This is a Blog written by myself, Ian Fenwick, the founder of Write Time Freelance Writers. I want to make this site a valuable resource, not only for my customers old and new, but for all budding writers out there in their lonely realms. I will try to offer any advice or free fiction tips that i find interesting, and I welcome comments and feedback. Please do feel free to contact me about the blog or anything else pertaining to the website. I like to network with people, in particular other writers.
I may also post previously unpublished articles and review on here from time to time. This can sometimes be because i couldn't find a market for them, but usually they're just my own ramblings that were probably never meant to see the light of day!
Enjoy!
The Hyperreal Short Story
Posted on Monday Jul 19 11:49:00 BST 2010
The following work is part of a study I have been interested in for some time now and I have covered it at many levels.
Looking at the short stories of Raymond Carver and other similar writers I argue that a distinct second wave of postmodernist writers from the late 1970s though the 1980s revived a type of neo-realism due to their dissatisfaction with their predecessors and their inability to comprehend postmodern American culture.

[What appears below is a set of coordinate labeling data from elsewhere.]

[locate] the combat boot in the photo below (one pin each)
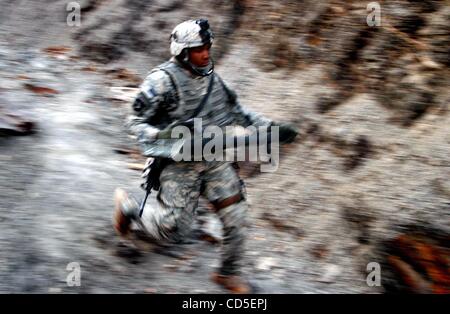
(125, 210)
(233, 283)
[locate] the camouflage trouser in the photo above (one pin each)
(181, 186)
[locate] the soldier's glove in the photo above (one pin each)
(167, 132)
(287, 131)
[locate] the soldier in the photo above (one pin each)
(173, 92)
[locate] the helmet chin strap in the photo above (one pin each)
(203, 71)
(200, 71)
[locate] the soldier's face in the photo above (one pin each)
(199, 56)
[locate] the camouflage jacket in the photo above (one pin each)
(171, 94)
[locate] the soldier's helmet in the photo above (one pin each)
(190, 34)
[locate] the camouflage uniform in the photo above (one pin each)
(171, 93)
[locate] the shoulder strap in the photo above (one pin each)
(203, 101)
(205, 98)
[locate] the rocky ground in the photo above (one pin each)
(370, 165)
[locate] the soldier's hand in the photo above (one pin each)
(164, 134)
(287, 131)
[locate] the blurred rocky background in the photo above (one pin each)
(367, 181)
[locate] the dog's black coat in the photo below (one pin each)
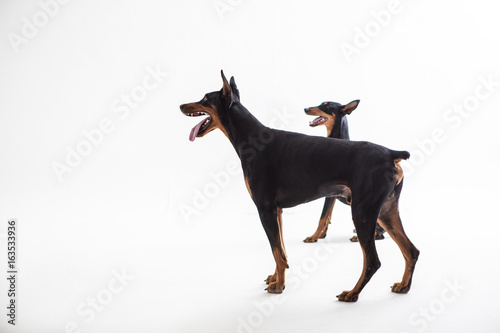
(284, 169)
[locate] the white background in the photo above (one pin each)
(120, 207)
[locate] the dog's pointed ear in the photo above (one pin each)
(226, 89)
(234, 88)
(348, 108)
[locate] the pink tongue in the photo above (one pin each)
(195, 130)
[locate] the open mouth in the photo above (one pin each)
(317, 121)
(199, 129)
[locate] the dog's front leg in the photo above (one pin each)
(272, 223)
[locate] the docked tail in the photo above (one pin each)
(398, 156)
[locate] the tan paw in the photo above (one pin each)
(311, 239)
(399, 288)
(274, 288)
(348, 296)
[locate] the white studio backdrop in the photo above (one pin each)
(126, 226)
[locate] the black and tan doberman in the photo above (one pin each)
(284, 169)
(332, 115)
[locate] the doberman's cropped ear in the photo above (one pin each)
(234, 88)
(226, 89)
(348, 108)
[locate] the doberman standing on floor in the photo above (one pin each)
(332, 115)
(284, 169)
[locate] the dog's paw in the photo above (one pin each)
(348, 296)
(270, 279)
(274, 288)
(311, 239)
(399, 288)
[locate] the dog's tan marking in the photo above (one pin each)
(391, 222)
(212, 111)
(277, 281)
(329, 123)
(399, 170)
(247, 183)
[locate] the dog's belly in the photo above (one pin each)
(286, 198)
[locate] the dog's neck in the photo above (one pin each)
(340, 130)
(240, 125)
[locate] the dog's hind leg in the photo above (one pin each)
(324, 220)
(390, 220)
(272, 223)
(365, 220)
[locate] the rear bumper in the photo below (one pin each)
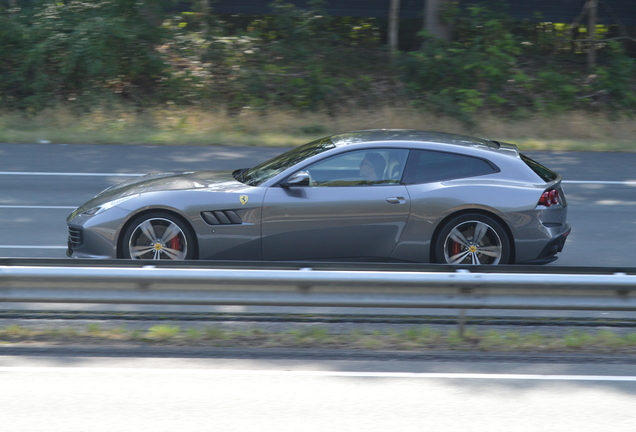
(554, 246)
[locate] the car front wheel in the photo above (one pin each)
(472, 239)
(158, 236)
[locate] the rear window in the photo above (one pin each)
(543, 172)
(426, 166)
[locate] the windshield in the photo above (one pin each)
(265, 171)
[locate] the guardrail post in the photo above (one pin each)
(462, 322)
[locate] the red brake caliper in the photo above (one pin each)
(175, 243)
(455, 248)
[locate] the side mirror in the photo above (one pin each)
(301, 178)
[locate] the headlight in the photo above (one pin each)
(103, 207)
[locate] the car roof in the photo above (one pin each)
(378, 135)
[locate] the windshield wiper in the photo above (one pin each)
(239, 174)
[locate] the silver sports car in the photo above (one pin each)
(374, 195)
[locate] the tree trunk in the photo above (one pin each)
(591, 30)
(432, 21)
(394, 22)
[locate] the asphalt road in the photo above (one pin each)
(40, 184)
(61, 393)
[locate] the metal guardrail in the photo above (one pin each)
(459, 289)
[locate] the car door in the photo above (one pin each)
(340, 215)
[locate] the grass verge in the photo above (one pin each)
(572, 131)
(416, 338)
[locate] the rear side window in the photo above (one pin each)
(430, 166)
(543, 172)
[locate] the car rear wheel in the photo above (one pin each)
(158, 236)
(472, 239)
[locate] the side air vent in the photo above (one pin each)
(75, 237)
(221, 217)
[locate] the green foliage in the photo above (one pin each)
(66, 50)
(616, 78)
(458, 77)
(298, 58)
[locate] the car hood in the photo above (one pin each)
(221, 181)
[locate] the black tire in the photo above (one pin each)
(158, 236)
(472, 239)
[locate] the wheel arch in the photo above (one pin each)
(171, 212)
(443, 222)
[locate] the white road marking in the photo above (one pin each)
(420, 375)
(32, 247)
(623, 183)
(70, 174)
(38, 207)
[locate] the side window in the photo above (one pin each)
(431, 166)
(360, 168)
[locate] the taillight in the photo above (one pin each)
(549, 198)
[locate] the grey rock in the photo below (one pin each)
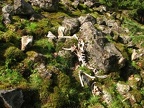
(87, 18)
(21, 7)
(48, 5)
(72, 25)
(12, 98)
(101, 53)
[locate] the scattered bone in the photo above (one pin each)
(84, 78)
(81, 58)
(81, 45)
(72, 48)
(95, 90)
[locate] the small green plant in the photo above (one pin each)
(14, 53)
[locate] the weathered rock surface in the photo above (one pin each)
(12, 98)
(101, 53)
(71, 24)
(49, 5)
(41, 66)
(21, 7)
(87, 18)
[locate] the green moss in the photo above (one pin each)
(123, 50)
(14, 53)
(44, 46)
(10, 36)
(137, 95)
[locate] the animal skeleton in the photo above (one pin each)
(79, 50)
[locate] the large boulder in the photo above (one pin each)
(21, 7)
(12, 98)
(49, 5)
(101, 53)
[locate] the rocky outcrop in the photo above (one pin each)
(71, 25)
(87, 18)
(41, 67)
(48, 5)
(101, 53)
(12, 98)
(21, 7)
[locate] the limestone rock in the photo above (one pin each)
(101, 53)
(48, 5)
(21, 7)
(87, 18)
(71, 24)
(12, 98)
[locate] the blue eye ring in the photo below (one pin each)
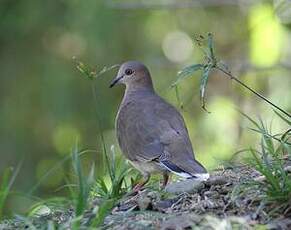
(128, 71)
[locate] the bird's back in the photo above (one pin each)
(149, 128)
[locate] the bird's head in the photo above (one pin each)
(133, 74)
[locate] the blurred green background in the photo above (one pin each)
(46, 104)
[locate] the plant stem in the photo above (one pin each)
(253, 91)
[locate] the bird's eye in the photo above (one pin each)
(128, 71)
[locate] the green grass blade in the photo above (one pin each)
(187, 72)
(203, 85)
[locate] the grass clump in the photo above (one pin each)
(271, 159)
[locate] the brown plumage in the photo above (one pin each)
(151, 132)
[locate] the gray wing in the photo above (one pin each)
(156, 131)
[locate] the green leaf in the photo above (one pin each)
(210, 46)
(187, 72)
(203, 85)
(286, 119)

Raymond Carver is an instigating force behind the movement and he creates hyperreal short stories primarily as a reaction to the unsatisfactory representations of reality (unreality) offered by his metafictional predecessors and contemporaries.

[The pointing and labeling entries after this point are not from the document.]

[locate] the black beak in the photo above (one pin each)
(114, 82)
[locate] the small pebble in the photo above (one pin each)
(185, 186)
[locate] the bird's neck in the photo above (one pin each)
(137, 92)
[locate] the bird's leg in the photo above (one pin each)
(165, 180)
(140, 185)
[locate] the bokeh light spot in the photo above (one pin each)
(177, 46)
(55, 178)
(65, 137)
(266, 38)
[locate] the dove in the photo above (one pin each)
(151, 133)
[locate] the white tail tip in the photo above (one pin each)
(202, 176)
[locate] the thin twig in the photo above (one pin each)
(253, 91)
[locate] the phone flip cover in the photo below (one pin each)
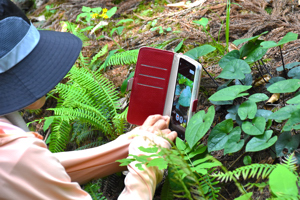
(150, 84)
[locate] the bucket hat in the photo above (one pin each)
(32, 62)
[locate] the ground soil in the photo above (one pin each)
(247, 18)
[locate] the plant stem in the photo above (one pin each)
(284, 70)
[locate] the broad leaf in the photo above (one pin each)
(203, 22)
(200, 51)
(285, 86)
(283, 182)
(247, 109)
(261, 142)
(295, 100)
(293, 122)
(198, 125)
(246, 196)
(246, 81)
(218, 137)
(235, 70)
(256, 127)
(257, 97)
(288, 66)
(295, 72)
(283, 113)
(234, 142)
(229, 57)
(230, 93)
(286, 141)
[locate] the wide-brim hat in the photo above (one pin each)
(32, 62)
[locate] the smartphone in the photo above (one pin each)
(165, 83)
(184, 94)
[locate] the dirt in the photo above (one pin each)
(247, 18)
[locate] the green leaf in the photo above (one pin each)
(261, 142)
(257, 97)
(230, 93)
(285, 86)
(229, 57)
(283, 182)
(293, 122)
(161, 163)
(247, 160)
(295, 72)
(283, 113)
(203, 22)
(295, 100)
(246, 196)
(256, 127)
(149, 149)
(111, 12)
(200, 51)
(219, 135)
(256, 55)
(180, 144)
(235, 70)
(185, 97)
(198, 125)
(247, 109)
(286, 141)
(253, 39)
(179, 46)
(288, 66)
(234, 142)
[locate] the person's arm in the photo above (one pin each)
(32, 172)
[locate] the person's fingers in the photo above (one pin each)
(152, 119)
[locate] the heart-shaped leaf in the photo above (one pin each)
(218, 137)
(230, 93)
(295, 72)
(285, 86)
(234, 142)
(200, 51)
(293, 122)
(257, 97)
(261, 142)
(283, 113)
(247, 109)
(235, 70)
(198, 125)
(286, 141)
(256, 127)
(229, 57)
(283, 183)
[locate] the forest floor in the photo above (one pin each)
(247, 18)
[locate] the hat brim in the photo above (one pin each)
(39, 72)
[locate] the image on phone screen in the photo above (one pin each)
(182, 97)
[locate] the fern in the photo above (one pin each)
(60, 135)
(249, 171)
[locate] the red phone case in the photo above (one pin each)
(150, 84)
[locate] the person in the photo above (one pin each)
(32, 62)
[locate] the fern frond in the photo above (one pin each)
(119, 121)
(60, 135)
(124, 58)
(254, 170)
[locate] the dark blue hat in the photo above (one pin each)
(32, 61)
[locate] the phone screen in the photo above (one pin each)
(182, 97)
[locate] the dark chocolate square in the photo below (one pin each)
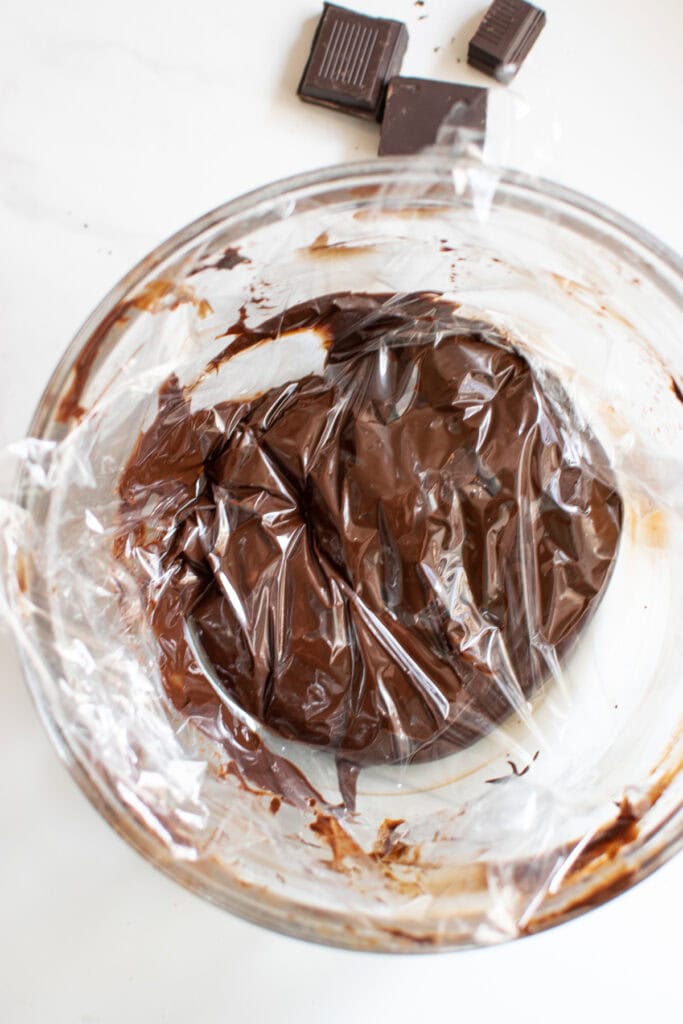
(351, 59)
(417, 108)
(504, 38)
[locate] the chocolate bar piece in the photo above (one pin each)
(505, 36)
(417, 108)
(351, 59)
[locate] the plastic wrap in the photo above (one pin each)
(345, 555)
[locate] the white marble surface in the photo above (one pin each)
(120, 122)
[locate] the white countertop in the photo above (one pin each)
(119, 123)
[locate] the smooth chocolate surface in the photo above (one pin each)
(417, 109)
(505, 37)
(351, 59)
(385, 559)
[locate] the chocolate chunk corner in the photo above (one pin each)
(351, 59)
(505, 37)
(417, 108)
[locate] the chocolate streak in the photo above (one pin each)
(384, 560)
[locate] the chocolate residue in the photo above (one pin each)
(322, 247)
(22, 573)
(342, 846)
(348, 545)
(70, 407)
(155, 297)
(230, 258)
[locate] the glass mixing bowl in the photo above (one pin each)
(556, 810)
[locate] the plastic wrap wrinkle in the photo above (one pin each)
(378, 559)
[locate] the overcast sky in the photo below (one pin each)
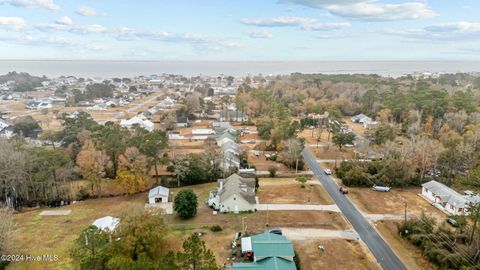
(240, 29)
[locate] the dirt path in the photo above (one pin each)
(298, 207)
(310, 234)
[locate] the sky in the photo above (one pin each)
(240, 30)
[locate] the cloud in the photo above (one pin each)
(12, 22)
(88, 11)
(327, 26)
(279, 21)
(89, 28)
(369, 10)
(64, 20)
(260, 34)
(196, 40)
(373, 11)
(29, 40)
(452, 31)
(48, 4)
(62, 25)
(319, 3)
(303, 23)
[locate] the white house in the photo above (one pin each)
(447, 199)
(204, 131)
(361, 118)
(234, 194)
(138, 120)
(107, 223)
(158, 195)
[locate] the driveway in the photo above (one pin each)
(311, 234)
(382, 252)
(298, 207)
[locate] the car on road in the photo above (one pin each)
(275, 231)
(452, 222)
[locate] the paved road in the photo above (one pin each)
(382, 252)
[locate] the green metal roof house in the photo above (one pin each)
(270, 252)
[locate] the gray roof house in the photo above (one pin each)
(234, 194)
(447, 199)
(158, 195)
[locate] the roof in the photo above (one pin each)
(448, 195)
(158, 191)
(270, 251)
(273, 263)
(237, 185)
(271, 245)
(106, 223)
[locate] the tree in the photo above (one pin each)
(302, 180)
(7, 232)
(131, 181)
(186, 203)
(292, 153)
(152, 144)
(341, 139)
(112, 139)
(196, 256)
(25, 126)
(91, 163)
(140, 242)
(90, 249)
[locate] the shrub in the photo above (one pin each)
(272, 171)
(186, 203)
(216, 228)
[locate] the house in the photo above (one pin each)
(447, 199)
(107, 223)
(183, 122)
(6, 129)
(167, 103)
(234, 194)
(158, 195)
(361, 118)
(269, 251)
(205, 131)
(139, 120)
(235, 116)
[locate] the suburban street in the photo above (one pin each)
(382, 252)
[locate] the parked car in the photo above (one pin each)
(452, 222)
(381, 188)
(275, 231)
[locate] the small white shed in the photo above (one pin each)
(107, 223)
(158, 195)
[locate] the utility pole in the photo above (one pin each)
(296, 167)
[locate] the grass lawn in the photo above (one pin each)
(40, 235)
(338, 254)
(410, 255)
(288, 191)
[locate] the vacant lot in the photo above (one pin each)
(393, 202)
(262, 164)
(410, 255)
(338, 254)
(288, 191)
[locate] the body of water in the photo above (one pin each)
(110, 69)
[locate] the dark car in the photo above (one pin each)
(275, 231)
(452, 222)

As you read the following blog posts you will see how I undertake a close examination of key thinkers of the postmodern period and refer to some of their seminal studies in postmodern theory. In order to demonstrate what is acheived by Carver's hyperreal fiction, and how it is acheived, these include Jean Francois Lyotard's The Postmodern Condition and Jean Baudrilard's Simulacra and Simulation.

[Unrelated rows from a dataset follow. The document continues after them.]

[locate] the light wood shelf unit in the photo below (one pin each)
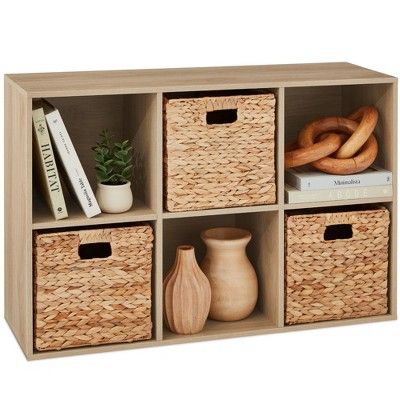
(130, 103)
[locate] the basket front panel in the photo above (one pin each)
(215, 166)
(88, 302)
(336, 279)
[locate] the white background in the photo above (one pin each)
(359, 362)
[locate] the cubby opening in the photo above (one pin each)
(262, 251)
(305, 104)
(128, 117)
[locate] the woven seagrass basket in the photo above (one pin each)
(336, 265)
(86, 295)
(219, 152)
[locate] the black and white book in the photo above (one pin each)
(71, 164)
(306, 178)
(293, 195)
(46, 167)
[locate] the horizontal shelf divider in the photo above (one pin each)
(297, 206)
(42, 219)
(221, 211)
(260, 326)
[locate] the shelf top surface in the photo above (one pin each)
(188, 79)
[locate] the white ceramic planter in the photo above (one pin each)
(114, 199)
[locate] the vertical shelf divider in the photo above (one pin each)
(280, 151)
(158, 270)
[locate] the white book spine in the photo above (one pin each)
(326, 181)
(72, 165)
(46, 164)
(368, 192)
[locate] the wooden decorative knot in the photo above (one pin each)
(337, 145)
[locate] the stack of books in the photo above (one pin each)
(49, 132)
(305, 185)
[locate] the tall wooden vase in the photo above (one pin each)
(187, 294)
(234, 285)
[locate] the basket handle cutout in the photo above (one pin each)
(87, 251)
(338, 231)
(227, 116)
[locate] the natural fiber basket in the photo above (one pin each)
(336, 265)
(81, 301)
(219, 152)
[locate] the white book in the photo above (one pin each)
(72, 165)
(306, 178)
(46, 166)
(293, 195)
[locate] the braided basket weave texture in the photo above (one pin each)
(81, 302)
(219, 165)
(336, 279)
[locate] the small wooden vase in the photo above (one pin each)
(233, 281)
(187, 294)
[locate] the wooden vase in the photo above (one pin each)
(187, 294)
(233, 281)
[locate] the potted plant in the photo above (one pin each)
(114, 173)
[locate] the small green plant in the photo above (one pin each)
(113, 160)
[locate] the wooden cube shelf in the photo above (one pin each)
(130, 104)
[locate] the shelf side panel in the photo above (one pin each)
(384, 98)
(18, 215)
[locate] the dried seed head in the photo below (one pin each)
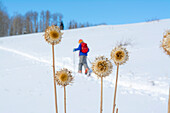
(102, 67)
(119, 55)
(53, 34)
(64, 77)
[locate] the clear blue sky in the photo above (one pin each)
(95, 11)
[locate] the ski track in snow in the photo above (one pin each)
(132, 86)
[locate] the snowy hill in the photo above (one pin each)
(26, 82)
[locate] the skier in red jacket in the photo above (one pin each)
(83, 52)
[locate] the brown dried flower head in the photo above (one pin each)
(119, 55)
(64, 77)
(102, 67)
(166, 43)
(53, 35)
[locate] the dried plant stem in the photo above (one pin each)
(117, 110)
(101, 100)
(169, 102)
(64, 99)
(55, 90)
(114, 105)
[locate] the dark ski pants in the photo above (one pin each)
(82, 62)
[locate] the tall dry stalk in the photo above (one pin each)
(114, 102)
(55, 90)
(101, 99)
(64, 99)
(169, 102)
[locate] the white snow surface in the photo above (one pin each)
(26, 78)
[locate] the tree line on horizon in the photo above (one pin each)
(32, 22)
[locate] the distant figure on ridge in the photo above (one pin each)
(61, 25)
(83, 51)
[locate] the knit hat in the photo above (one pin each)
(80, 41)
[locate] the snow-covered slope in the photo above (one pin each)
(26, 82)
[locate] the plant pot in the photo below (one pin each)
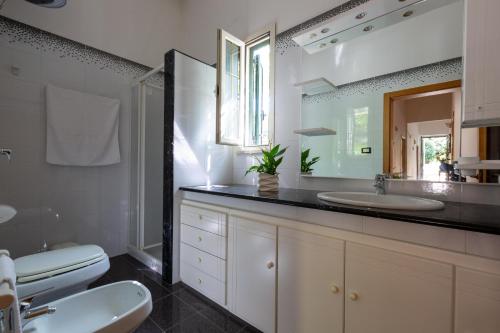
(268, 183)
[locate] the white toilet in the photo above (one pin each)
(59, 273)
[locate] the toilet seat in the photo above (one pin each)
(46, 264)
(59, 273)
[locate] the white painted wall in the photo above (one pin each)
(202, 18)
(140, 31)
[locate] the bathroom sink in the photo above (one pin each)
(6, 213)
(114, 308)
(387, 201)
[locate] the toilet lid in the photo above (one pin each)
(45, 264)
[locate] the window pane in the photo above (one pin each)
(258, 104)
(231, 97)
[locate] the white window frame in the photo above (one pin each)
(269, 30)
(222, 37)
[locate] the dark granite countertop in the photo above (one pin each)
(464, 216)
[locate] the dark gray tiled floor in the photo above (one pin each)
(176, 308)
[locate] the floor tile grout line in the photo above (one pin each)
(154, 322)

Also included are some examples of other, key hyperreal short story writers in order to demonstrate a definite 'school' of thought. I will conclude (eventually) by bringing these stories together with the postmodern theories in order to posit a moral question about the significance and effects of such literature in relation to contemporary society. I will also conclude by arguing that more can be acheived, causing less alienation of the reader, by mirroring social structures and human nature, rather than examining the inadequacies of linguistic and representational structures.